McConville’s remarks echo previous comments from Bill LaPlante, the Pentagon’s top acquisition official, who has said his goal remains to replenish stockpiles of equipment sent to Ukraine on a ‘one-to-one’ basis with either current systems or next-generation updates (Defense Daily, Sept. 7). 

“That’s like a Javelin F-[model], for example, are the ones in production now. Probably pretty soon we’re going to switch to the next version of Javelin, the G-model, which is a different upgrade. We’ll shift to that. But you start with, if you can do it, one-to-one. You start there. If you can’t do one-for-one, you do something that’s like the next-gen,” LaPlante told Defense Daily at the time.  

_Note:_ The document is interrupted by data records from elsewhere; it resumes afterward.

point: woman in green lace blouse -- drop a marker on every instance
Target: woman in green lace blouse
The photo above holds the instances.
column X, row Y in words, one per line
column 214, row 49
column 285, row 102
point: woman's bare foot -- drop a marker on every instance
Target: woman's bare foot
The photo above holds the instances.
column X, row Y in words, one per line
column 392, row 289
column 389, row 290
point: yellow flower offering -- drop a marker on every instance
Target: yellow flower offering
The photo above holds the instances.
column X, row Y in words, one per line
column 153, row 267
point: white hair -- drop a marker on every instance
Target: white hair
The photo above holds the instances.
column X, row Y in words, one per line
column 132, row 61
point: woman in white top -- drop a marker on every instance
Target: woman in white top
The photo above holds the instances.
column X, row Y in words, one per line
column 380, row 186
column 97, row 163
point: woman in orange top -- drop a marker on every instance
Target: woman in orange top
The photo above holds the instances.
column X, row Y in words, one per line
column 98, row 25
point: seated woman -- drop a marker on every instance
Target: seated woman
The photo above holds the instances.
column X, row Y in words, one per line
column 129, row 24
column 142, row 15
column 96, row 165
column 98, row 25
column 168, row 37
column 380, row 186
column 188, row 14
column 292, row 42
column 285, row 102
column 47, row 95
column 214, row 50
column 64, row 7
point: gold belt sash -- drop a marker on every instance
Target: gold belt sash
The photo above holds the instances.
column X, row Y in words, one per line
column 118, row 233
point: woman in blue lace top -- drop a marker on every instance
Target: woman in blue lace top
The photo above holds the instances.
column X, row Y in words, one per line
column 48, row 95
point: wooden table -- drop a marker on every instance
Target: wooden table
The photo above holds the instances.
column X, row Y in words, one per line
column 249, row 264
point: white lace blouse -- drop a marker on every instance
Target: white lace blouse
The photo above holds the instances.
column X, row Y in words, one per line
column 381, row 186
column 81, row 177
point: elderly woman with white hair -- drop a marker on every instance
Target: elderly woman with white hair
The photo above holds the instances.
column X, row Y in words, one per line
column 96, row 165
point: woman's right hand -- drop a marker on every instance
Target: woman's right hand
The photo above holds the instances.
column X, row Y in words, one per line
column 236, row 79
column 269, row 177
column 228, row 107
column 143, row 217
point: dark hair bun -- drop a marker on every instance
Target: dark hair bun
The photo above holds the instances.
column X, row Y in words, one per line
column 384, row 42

McConville’s comments on Wednesday were in response to a question on how the Army is assessing supply chain concerns as it works to assist Ukraine’s security aid requirements. 

“We are concerned about that. We watch that. Every decision that’s made on what we’re going to give, we take a look at the impact on readiness and how we can replenish those systems,” McConville said.

M113 Armored Personnel Carriers, as McConville mentioned, were part of the recent $2.85 billion weapons package for Ukraine, which included plans to provide Kyiv with 100 of the vehicles (Defense Daily, Jan. 6). 

For the BAE Systems-built AMPV, which is the replacement for the M113, the Army has detailed plans to buy 131 vehicles for just over $680 million annually starting in FY ‘24 through FY ‘27 (Defense Daily, April 19).